Наше поколение пережило другой «переплет» - отказ от социалистического устройства, раздачу общенародного достояния, ликвидацию огромного Советского Союза. Надеялись на всеобщий мир. Но вместо этого новое столкновение – славянская война, которая грозит перерасти в очередную мировую. Пылают города, и люди снова бегут с насиженных мест. Только оружейный арсенал уже таков, что сотрет с лица земли все живое и расколет планету.
Откуда же этот нечеловеческий, полный страданий и лишений, гнет? Неужели прагматические настроения настолько безнравственны и жестоки, что судьбы отдельных людей никого не волнуют, ничего не значат?
ПРИРОДА БЕРЕТ СВОЁ
События повторяются, чтобы мы постигли истину - свет?
Встают предки, как живые. Вспоминается бабушка пред образами – священный ее уголок в сельской хате. Это было место, где она оставалась наедине с Богом и молилась, молилась за всех. Она хотела мира и жизни всем.
Еще долго история земельного передела будет волновать поколения. Верится, что нашим последователям, потомкам удастся проникнуть в глубь веков и найти свидетельства, кем был Иван Яцкович, владевший первым фольварком-фермой «на име Сельцо», по данным Полоцкой ревизии 1552 года.

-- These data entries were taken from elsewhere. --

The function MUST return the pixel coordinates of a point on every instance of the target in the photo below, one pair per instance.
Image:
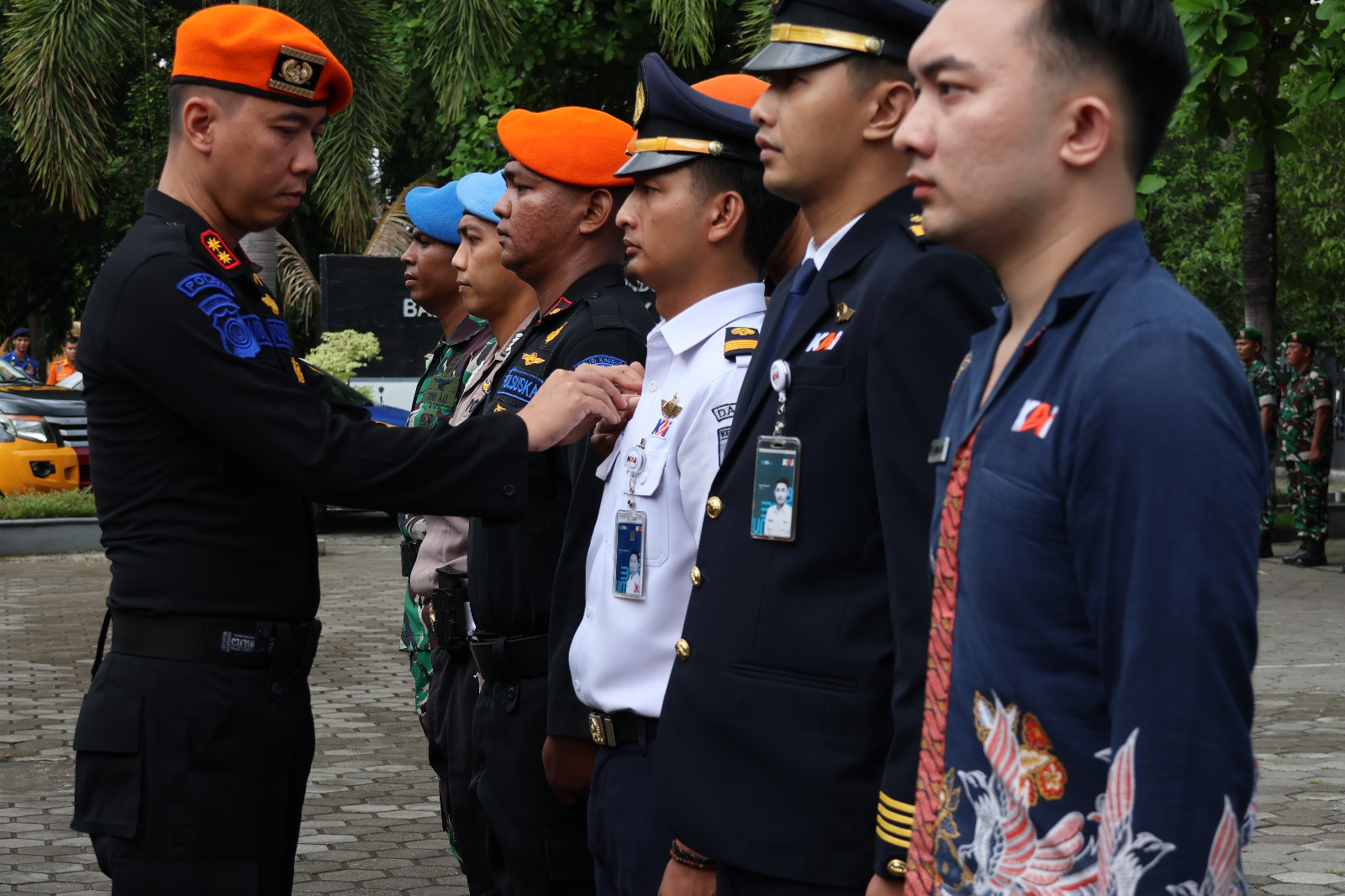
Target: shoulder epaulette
(740, 340)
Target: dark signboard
(369, 295)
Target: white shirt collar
(820, 253)
(715, 313)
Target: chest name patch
(1036, 417)
(825, 340)
(602, 361)
(520, 385)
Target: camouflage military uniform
(1266, 387)
(436, 398)
(1305, 393)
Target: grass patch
(47, 505)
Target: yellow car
(42, 430)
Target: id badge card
(775, 497)
(629, 568)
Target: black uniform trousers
(448, 724)
(190, 777)
(537, 845)
(627, 833)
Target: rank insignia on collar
(217, 248)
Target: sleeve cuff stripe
(896, 818)
(896, 830)
(896, 804)
(888, 838)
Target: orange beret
(741, 91)
(571, 145)
(260, 51)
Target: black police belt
(615, 730)
(509, 656)
(286, 649)
(448, 609)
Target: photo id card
(629, 568)
(777, 488)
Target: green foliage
(345, 351)
(47, 505)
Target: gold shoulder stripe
(896, 804)
(889, 838)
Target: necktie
(807, 273)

Всё на Земном шаре взаимосвязано, божественно переплетено. И большая усадьба Цехановецких – только маленький штрих в длительном историческом процессе, попытка побольше зачерпнуть для удовлетворения личных потребностей, для нужд семьи. Природа забирает обратно выданный аванс. Территория зарастает. Парковые экзотические деревья, посаженные ради удовлетворения господских глаз, смыкаются с береговой линией буйной растительности, и окружающее пространство принимает естественный вид. Плохо это или хорошо?
Что станет с былым панским наследием? Правильно было бы сохранить остатки – пусть люди видят, как жил имущий класс при королях и царях. Но для этого потребуются немалые денежные вливания.
На снимках: 1. Вильгельм Стьернштедт (из интернета); 2. Адам Ржевуский (из интернета); 3. На берегу Уллы, в черте былого дворцового комплекса, сегодня (сентябрь 2024 года).